How many times do we hear that as our children grow up, and how many times do we reply, ‘How do you do, I’m mummy’? In the current situation it is not just children who are bored, many adults, particularly those who are shielding, are thoroughly fed up with the same view. If you live on your own it is worse as there is no-one to compare boredom with but equally no one to inspire you or suggest something to fill the time.
In the autumn last year, I bought Michael Rosen’s ‘Book of Play’, published in association with the Wellcome Collection it explores the concept of play and why it is important for humans of all ages to continue playing.
Play is important for creativity, resilience and wellbeing. I remember my grandmother saying that boredom was the mother of invention and how true that is; perhaps Newton sat under that tree bored until an apple fell on his head and the wondering began. Wondering is play, I wonder if, I wonder what, I wonder how are all precursors to discovery and invention, science is based on play for without wonder we would be without many inventions and discoveries that make our lives so much richer.
As we spend time in lockdown, many move almost seamlessly between scanning the internet, catching up on box sets, or using numerous apps on their phone to keep in touch in a virtual world, but sometimes there comes a moment when there is nothing. This is called ‘liminal space’ and it is here that we register boredom, but it is also here that we have the opportunity to play. Maybe we need more liminal space in our lives to begin to experience again the wonder of creation in all its technicolour glory. Maybe lockdown is the opportunity to rediscover play.
Play is not just discovering our external world afresh but also our inner world, as Michael Rosen says, ‘we can think of ourselves as explorers of the mind, or archaeologists of our memories, picking up stuff, turning it over and working out why it is there.’ Play can help us cope with change and make us more flexible, and we are faced with lots of change at the moment and we do need to be flexible for the future.
Play can teach us that we can change the rules, just because something has always been done one way does not mean we cannot discover a new way to do. Take worship at the moment, around the country churches are discovering new ways of worshipping together and those ways are appealing to new people, people who would never dream of entering a church building.
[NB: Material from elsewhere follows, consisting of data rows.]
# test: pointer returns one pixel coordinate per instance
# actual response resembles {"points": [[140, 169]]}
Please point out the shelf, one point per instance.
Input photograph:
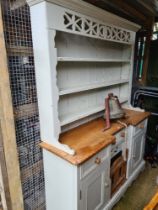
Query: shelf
{"points": [[78, 116], [92, 86], [72, 59]]}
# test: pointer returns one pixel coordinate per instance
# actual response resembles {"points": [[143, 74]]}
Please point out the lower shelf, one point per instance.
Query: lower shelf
{"points": [[74, 117]]}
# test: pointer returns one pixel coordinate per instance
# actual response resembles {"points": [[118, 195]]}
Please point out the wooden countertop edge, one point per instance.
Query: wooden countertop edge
{"points": [[79, 157], [88, 151]]}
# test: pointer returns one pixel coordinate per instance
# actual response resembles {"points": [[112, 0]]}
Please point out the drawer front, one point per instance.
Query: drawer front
{"points": [[141, 127], [94, 162]]}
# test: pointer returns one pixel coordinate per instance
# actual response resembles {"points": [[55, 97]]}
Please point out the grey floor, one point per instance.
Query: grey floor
{"points": [[140, 192]]}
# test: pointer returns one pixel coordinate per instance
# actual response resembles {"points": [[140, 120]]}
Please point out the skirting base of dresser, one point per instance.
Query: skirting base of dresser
{"points": [[124, 187]]}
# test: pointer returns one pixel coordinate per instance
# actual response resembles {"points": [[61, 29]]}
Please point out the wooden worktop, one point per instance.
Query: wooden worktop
{"points": [[88, 139]]}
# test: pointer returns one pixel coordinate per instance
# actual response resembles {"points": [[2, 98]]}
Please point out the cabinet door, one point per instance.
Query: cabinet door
{"points": [[95, 187], [138, 149]]}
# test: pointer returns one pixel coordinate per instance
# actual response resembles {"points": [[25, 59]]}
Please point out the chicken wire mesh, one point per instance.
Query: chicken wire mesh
{"points": [[17, 29]]}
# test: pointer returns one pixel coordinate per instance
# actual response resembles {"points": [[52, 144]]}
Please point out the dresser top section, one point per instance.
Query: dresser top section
{"points": [[90, 10], [88, 139]]}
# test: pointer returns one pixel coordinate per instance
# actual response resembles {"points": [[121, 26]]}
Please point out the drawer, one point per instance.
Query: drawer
{"points": [[141, 127], [91, 164]]}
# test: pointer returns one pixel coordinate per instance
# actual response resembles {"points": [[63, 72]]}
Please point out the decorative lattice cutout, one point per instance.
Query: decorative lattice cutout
{"points": [[86, 26]]}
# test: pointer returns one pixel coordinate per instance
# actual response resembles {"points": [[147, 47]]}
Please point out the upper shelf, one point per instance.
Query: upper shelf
{"points": [[73, 117], [92, 86], [72, 59]]}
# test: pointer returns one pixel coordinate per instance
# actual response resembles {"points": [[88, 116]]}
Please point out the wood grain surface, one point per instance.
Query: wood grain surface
{"points": [[90, 138], [153, 204]]}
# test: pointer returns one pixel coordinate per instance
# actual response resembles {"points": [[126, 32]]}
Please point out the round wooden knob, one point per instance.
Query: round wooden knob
{"points": [[97, 160], [122, 134]]}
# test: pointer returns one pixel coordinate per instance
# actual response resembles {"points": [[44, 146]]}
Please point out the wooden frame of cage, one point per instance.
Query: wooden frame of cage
{"points": [[8, 151]]}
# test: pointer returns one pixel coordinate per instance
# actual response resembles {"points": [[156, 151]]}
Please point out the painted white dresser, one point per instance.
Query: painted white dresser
{"points": [[81, 54]]}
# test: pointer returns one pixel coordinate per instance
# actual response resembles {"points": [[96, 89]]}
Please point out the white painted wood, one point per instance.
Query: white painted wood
{"points": [[45, 64], [71, 59], [93, 189], [136, 144], [72, 47], [117, 196], [69, 117], [92, 86], [92, 11], [61, 183]]}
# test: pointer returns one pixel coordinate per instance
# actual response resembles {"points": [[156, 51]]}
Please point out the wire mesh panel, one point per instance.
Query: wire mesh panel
{"points": [[18, 39]]}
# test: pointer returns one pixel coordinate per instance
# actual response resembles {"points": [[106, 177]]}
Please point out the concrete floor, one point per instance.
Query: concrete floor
{"points": [[141, 191]]}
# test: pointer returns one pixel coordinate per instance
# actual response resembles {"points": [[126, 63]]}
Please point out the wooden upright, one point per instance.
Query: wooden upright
{"points": [[8, 152]]}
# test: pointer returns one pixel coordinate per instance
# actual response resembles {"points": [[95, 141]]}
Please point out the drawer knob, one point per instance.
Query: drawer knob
{"points": [[97, 160], [122, 134], [141, 126]]}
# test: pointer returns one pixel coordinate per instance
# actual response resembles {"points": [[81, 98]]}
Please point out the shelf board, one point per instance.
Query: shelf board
{"points": [[72, 59], [92, 86], [78, 116]]}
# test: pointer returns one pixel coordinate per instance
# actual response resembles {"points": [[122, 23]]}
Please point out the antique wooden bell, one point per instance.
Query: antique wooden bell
{"points": [[113, 109]]}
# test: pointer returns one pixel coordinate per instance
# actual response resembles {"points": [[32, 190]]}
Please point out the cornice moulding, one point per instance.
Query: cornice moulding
{"points": [[92, 11]]}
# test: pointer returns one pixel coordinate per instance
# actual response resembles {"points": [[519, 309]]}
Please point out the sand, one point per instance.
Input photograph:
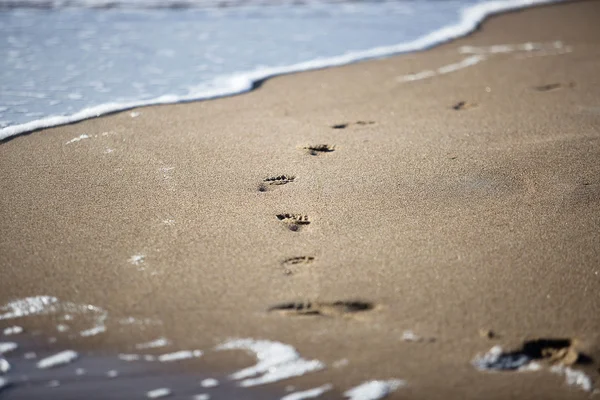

When we stand outside and clap or bang ‘instruments’ in support of key workers we are playing. Exploring different ways of doing things. There is a structure and order to play and play creates structure and order, often a new structure or order, and that is one of the ways we can participate in creation. Playing around with garden design or changing the order of furniture in the room is play. Play is about objects and also about imagining, play can be imagining a new scenario, playing out a new role. Robert Louis Stevenson explored play in poems and essays, porridge with sugar was a land covered in snow, porridge with milk was a land being flooded, as you eat you create islands or pockets of land not covered in snow and you can imagine how this affects the people who live in the land. One of the songs I remember from childhood is ‘Wynken, Blynken and Nod’ who set sail one night to a land of porpoises and whales.
So, if you are bored, rejoice and begin playing. Challenge yourself – how many ice cubes can you stack without them tumbling, from what distance can you throw a teabag into a cup, can you throw the bread into the toaster slot, from how far away can you do it? Get the ingredients for a recipe out and develop a new recipe from the same ingredients; perhaps you have some Lego around for grandchildren, how many different things can you make with the same set of bricks?
If there are two or more of you start a challenge cup to see who can be the most creative, celebrating the new ideas you come across. Play with your imagination and write a story about a character trapped in a situation and how they escape, or anything else you can think of, just PLAY. It will do us a all the world of good and who knows where it might lead?